Un inicio entre bromas, referencias y críticas al carisma de Guerrero
El programa arrancó con Aldo Miyashiro liderando la presentación y destacando el formato del espacio: “¡Bravo, muy buenas noches! Paolo. Qué alegría hacer este programa con Paolo Guerrero. Esto se llama ¡MVP!”, saludó Miyashiro, mientras Paolo, visiblemente nervioso, intervino con frases cortas sobre los invitados “galácticos” que tendrían en el set.
Durante la transmisión, Paolo Guerrero evidenció su falta de soltura frente a cámaras, algo que no pasó desapercibido para la audiencia digital. Comentarios como “Paolo parecía un invitado más”, “si no fuese por Miyashiro ese programa no iría” y “todo bien con Paolo pero cero carisma” inundaron las redes sociales.
Algunos usuarios, sin embargo, mostraron comprensión con el debutante: “Paolo está aprendiendo, no entiendo por qué tanta crítica, cuando uno inicia es normal no ser el experto en la materia” y “es su primera vez conduciendo, se irá soltando”. La dinámica del estreno recayó en gran medida sobre Miyashiro, quien aprovechó su experiencia para guiar la conversación y mantener el ritmo del programa.
Paolo Guerrero, por su parte, alternó momentos de entusiasmo con silencios que los propios invitados y conductores utilizaron como insumo para bromas al aire. El programa tuvo como primeros invitados a Jefferson Farfán y Roberto Guizasola, quienes no dudaron en bromear sobre la falta de competencia entre futbolistas afroperuanos por “el más guapo”, pero también se permitieron recordar el pasado mediático de Miyashiro.

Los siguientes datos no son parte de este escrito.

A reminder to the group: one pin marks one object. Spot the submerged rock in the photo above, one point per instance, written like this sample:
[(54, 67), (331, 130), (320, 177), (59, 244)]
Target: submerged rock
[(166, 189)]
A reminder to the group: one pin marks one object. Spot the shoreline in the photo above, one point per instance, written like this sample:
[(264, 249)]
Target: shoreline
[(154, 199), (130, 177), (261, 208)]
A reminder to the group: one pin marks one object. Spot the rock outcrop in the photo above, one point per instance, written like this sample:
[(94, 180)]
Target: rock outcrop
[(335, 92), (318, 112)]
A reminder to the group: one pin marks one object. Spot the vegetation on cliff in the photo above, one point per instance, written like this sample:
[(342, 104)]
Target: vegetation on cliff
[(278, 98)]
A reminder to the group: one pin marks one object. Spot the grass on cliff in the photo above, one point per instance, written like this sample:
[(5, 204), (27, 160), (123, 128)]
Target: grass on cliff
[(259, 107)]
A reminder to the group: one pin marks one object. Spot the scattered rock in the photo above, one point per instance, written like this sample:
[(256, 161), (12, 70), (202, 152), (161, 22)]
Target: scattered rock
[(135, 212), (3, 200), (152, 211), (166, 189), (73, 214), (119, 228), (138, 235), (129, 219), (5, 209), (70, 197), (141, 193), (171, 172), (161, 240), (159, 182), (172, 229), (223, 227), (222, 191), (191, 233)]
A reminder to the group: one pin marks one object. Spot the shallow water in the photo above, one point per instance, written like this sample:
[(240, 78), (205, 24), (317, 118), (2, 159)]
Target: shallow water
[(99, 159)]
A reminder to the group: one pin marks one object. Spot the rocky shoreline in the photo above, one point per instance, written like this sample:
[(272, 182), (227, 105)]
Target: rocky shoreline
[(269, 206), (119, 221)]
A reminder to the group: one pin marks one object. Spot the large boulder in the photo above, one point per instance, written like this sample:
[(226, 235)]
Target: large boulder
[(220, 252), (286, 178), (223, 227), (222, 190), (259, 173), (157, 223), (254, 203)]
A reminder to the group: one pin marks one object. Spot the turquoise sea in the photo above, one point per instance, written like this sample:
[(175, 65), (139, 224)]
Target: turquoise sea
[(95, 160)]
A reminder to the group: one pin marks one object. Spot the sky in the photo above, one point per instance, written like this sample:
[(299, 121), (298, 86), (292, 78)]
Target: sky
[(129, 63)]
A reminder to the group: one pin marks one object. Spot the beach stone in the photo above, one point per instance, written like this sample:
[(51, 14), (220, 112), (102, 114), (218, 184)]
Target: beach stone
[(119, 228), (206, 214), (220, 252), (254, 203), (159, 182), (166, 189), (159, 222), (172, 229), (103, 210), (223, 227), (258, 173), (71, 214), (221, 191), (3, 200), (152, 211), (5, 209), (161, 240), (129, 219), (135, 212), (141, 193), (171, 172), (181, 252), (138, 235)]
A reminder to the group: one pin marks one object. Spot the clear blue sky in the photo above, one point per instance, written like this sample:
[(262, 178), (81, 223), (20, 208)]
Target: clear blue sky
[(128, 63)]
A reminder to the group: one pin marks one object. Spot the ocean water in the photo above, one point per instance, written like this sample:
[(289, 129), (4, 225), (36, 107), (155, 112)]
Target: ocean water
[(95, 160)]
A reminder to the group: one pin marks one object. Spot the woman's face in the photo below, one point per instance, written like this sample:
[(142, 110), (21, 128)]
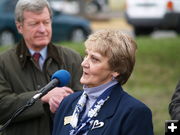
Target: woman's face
[(96, 70)]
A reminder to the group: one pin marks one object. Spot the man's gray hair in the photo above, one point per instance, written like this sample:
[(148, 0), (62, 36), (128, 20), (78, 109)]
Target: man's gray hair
[(30, 5)]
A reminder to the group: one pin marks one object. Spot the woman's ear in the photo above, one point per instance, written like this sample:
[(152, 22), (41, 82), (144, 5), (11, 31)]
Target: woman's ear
[(115, 74), (19, 27)]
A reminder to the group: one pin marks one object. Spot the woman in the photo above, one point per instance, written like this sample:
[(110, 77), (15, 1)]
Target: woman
[(103, 107)]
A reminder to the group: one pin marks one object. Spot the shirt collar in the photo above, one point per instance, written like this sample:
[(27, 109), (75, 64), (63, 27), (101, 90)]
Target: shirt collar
[(95, 92), (43, 52)]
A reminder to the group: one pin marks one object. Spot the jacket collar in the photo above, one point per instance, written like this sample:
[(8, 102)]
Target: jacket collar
[(107, 109), (24, 55)]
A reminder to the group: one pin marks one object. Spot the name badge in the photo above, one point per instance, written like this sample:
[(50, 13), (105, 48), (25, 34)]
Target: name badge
[(67, 120)]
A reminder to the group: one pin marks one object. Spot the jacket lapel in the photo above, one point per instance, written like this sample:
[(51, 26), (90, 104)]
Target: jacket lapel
[(107, 111)]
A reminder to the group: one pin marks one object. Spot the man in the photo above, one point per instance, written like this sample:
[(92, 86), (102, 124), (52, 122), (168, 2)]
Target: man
[(21, 75), (174, 106)]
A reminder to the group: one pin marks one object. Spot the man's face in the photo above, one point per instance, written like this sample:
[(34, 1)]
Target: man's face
[(36, 29)]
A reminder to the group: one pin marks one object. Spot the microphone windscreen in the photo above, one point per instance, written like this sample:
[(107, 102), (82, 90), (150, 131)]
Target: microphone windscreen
[(63, 76)]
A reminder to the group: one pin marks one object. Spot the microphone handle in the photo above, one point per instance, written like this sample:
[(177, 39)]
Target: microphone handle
[(43, 91)]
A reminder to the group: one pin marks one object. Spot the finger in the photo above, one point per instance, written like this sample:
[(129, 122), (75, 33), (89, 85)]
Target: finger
[(68, 90)]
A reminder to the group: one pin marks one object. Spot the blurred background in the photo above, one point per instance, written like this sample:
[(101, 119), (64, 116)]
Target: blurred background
[(155, 26)]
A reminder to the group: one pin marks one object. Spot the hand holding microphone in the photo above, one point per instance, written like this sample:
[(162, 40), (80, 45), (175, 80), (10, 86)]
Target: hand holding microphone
[(55, 96), (59, 78)]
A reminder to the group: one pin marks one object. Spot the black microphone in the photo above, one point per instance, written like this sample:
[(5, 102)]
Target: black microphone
[(60, 78)]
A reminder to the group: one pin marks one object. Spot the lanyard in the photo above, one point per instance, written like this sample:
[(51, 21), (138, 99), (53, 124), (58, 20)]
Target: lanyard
[(85, 125)]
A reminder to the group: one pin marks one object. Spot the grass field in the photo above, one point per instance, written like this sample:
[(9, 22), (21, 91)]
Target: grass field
[(155, 75)]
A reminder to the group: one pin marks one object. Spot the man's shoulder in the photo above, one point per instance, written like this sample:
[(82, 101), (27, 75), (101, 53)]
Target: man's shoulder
[(8, 54)]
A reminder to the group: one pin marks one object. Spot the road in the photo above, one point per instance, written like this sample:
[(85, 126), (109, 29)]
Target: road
[(116, 20)]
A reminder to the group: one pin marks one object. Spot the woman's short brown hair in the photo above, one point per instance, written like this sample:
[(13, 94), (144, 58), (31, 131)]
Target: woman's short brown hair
[(118, 47)]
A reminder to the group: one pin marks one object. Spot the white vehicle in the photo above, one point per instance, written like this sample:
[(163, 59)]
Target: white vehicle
[(147, 15)]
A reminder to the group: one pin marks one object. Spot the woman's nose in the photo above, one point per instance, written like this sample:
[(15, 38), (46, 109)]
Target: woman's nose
[(85, 62)]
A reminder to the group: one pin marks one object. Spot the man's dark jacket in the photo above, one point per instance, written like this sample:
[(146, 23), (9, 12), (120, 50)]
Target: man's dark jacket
[(19, 80)]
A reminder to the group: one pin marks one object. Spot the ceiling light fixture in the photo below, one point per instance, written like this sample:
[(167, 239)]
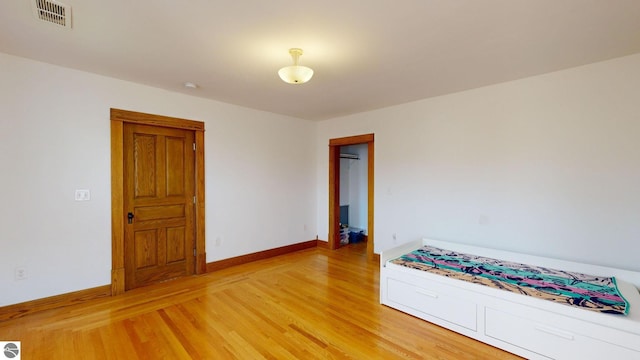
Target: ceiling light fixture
[(295, 74)]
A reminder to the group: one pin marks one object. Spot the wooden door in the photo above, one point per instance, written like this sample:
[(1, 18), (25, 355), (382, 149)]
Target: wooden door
[(159, 198)]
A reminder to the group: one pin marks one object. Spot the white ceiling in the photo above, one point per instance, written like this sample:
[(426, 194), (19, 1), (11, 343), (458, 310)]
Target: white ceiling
[(366, 54)]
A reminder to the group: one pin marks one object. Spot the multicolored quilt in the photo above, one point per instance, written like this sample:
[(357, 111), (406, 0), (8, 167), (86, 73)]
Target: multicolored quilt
[(589, 292)]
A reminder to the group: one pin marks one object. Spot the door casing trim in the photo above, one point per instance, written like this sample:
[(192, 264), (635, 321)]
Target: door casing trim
[(118, 118)]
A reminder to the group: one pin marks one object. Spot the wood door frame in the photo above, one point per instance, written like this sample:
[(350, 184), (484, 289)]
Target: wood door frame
[(118, 119), (334, 188)]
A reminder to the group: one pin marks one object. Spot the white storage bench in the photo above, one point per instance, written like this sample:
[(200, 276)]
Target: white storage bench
[(524, 325)]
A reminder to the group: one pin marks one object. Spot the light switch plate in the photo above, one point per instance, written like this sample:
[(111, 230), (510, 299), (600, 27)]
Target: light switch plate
[(83, 195)]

En un momento, Farfán y Guizasola ironizaron sobre el famoso ampay que puso fin al matrimonio de 17 años entre el conductor y la actriz érika Villalobos, madre de sus hijos. “No comiences con los ampay”, soltó Guizasola entre risas, mientras Miyashiro replicó: “Aquí nos vamos a la mi**** todos”.
La referencia sirvió para descomprimir el ambiente y evidenciar la capacidad de los conductores para reírse de sí mismos, aunque la mayor parte de las bromas giraron en torno a las anécdotas futbolísticas y la actualidad deportiva.
El reto del streaming: Paolo Guerrero bajo la lupa y la apuesta de +QTV
El debut de Paolo Guerrero como conductor marca un punto de inflexión en su carrera mediática. Acostumbrado a la presión de las canchas y a la exposición pública, el delantero de Alianza Lima ahora enfrenta el desafío de conectar con una audiencia digital que no siempre tolera los titubeos de quienes se inician en la conducción.
La crítica al carisma de Guerrero no es nueva. Meses antes del estreno, Magaly Medina había cuestionado abiertamente la llegada del futbolista al streaming, asegurando que “no tiene el don de la comunicación” y que “a las justas puede hacer una oración entera y se demora”. Medina, en su programa, comparó la espontaneidad de Jefferson Farfán con la rigidez habitual de Guerrero fuera de las canchas, y sugirió que el éxito del programa dependería de la capacidad de sus productores para sacar lo mejor del delantero en pantalla.
La apuesta del canal +QTV, dirigido por María Pía Copello, combina figuras de gran arrastre en el deporte y la televisión para captar a públicos diversos en el entorno digital. El formato de ‘MVP’ promete entrevistas, anécdotas y desafíos entre los conductores e invitados, con una estructura flexible y espacio para la improvisación.
En redes sociales, la reacción fue polarizada. Mientras algunos celebraron la “buena onda” entre los conductores y el valor de autocrítica mostrado en el estreno, otros insistieron en que el programa recae demasiado en Miyashiro y que Guerrero debe trabajar en su desenvolvimiento si quiere conquistar la pantalla digital. “Como animador es un buen capitán histórico de Perú”, fue uno de los comentarios más repetidos, en alusión a su liderazgo en la selección frente a su falta de experiencia como presentador.